I've thought about the idea of some future civilization thinking they're the first and then finding subway tunnels and the flags planted on the moon

[–] davepleasebehave@lemmy.world 2 points 1 day ago

I fucking hate Graham Hancock

[–] givesomefucks@lemmy.world 10 points 2 days ago* (last edited 2 days ago)

would remain in five or six million years if we all just vanish?

Literally nothing...

10-20k years left and the only thing left would be like Mount Rushmore and other giant stone monuments.

At 5-6 million years it would only be the layer of plastic in landfills from before bacteria evolved to break it down and nuclear test sites if the future society does isotope testing there. Both things that have much more logical explanations than an ancient civilization with no other evidence.

[–] Cyv_@lemmy.blahaj.zone 7 points 2 days ago (1 children)

In theory eventually any earth we lived on would be lost to tectonic plate movements and it would be like we were never here. And then the sun explodes so...

Depends on the time period honestly. Biggest signs are gonna be massive buildings or infrastructure projects. I wonder how long voyager will last just drifting?

[–] shalafi@lemmy.world 4 points 2 days ago

We got rocks over 4 billion years old. But you're right, very little would survive after 100-200 million years.

[–] LavaPlanet@sh.itjust.works 1 points 1 day ago

I vaguely remember there being a doco on what would happen to the earth if people disappeared. I remember it showed the cities getting all grown over, but it stopped and talked about each stage and what would happen.

[–] MotoAsh@lemmy.world 5 points 2 days ago

More than they're going to get otherwise. Also this is a series of questions, not a shower thought.

It is pure conjecture to say any other "intelligent" and industrious species would arise, but many modern constructions would have little to no sign of existence. Any metal, even most stainless steels, would be rusted away or buried many feet deep after millions of years. Even plastics and cement would be deteriorated enough that there would mostly just be the greatly disturbed strata that would give big clues that something either catastrophic or massively industrious happened.

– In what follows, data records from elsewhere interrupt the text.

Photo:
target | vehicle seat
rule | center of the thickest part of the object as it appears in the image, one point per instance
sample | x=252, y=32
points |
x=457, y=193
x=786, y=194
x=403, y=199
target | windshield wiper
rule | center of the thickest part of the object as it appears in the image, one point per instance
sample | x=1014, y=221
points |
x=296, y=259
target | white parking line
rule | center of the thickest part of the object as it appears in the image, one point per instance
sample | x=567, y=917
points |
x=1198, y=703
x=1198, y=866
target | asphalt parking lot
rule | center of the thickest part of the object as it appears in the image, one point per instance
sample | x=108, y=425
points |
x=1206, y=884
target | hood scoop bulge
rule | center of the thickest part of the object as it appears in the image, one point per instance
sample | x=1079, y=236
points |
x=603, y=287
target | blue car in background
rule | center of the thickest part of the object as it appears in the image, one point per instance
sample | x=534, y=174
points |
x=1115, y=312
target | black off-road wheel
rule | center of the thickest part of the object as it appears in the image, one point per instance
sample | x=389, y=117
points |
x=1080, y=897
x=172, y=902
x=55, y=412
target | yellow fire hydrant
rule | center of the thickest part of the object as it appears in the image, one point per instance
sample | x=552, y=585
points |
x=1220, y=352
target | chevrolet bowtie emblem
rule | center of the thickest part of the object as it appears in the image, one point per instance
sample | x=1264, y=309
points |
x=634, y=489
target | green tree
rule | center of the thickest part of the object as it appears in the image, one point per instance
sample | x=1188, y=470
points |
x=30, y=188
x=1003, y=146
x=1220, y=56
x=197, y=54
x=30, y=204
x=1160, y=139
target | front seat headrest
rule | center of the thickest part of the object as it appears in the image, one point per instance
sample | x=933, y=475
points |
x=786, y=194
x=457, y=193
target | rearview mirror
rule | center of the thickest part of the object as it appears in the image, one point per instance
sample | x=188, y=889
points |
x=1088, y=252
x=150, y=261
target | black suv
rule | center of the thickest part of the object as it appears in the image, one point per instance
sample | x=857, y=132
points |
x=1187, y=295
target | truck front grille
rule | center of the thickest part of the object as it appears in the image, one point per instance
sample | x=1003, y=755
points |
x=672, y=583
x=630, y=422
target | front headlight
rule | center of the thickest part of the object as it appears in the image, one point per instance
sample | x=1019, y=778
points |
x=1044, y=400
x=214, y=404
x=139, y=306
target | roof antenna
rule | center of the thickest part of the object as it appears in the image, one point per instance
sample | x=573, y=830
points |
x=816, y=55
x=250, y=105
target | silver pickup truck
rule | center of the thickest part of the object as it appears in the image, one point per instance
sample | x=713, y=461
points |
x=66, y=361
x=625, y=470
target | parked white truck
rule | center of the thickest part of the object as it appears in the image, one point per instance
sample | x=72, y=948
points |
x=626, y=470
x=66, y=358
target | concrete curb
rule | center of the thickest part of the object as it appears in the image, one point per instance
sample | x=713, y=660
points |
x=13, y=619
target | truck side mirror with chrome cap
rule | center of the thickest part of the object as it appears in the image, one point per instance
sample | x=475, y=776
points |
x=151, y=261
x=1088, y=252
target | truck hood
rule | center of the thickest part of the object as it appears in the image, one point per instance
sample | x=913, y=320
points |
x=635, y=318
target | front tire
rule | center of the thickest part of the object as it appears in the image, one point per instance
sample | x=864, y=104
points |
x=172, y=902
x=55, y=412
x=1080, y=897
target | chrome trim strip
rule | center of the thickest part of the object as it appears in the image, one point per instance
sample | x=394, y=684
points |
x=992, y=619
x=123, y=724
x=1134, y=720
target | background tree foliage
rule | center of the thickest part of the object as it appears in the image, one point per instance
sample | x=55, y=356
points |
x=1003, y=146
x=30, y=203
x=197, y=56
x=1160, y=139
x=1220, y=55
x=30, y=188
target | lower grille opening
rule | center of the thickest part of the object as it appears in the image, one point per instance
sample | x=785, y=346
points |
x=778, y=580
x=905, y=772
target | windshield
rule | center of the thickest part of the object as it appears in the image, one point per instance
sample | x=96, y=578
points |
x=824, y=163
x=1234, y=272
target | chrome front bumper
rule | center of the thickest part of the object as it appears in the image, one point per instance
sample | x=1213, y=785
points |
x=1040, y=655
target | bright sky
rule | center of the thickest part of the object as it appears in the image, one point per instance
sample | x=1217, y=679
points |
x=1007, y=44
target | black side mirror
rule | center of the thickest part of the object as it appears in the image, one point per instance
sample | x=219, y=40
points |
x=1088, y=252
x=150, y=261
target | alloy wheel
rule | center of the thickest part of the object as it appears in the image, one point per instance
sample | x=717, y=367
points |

Only very rare areas that are geologically stable and have low corrosion would have much of a chance to retain anything recognizable, like how only some cave paintings are still around today.

So, maybe a couple military bases might retain enough structure to piece some things together, but it'll still be a mess by the time another equivalently ~~self-centered~~ intelligent species comes about.

[–] Fletcher@lemmy.today 4 points 2 days ago

Very little, if anything, would remain of our civilization in five or six million years. At least I wouldn't think so, aside from what we have floating in outer space. Six million years is an awfully long time, and it's not like our consumer-based society builds things to last...

[–] melsaskca@lemmy.ca 0 points 1 day ago (1 children)

The Earth would finally be safe.

[–] Allero@lemmy.today 3 points 1 day ago* (last edited 1 day ago)

Earth the planet is totally alright with everything we do. It's been through much tougher times.

We only endanger ourselves and other living creatures.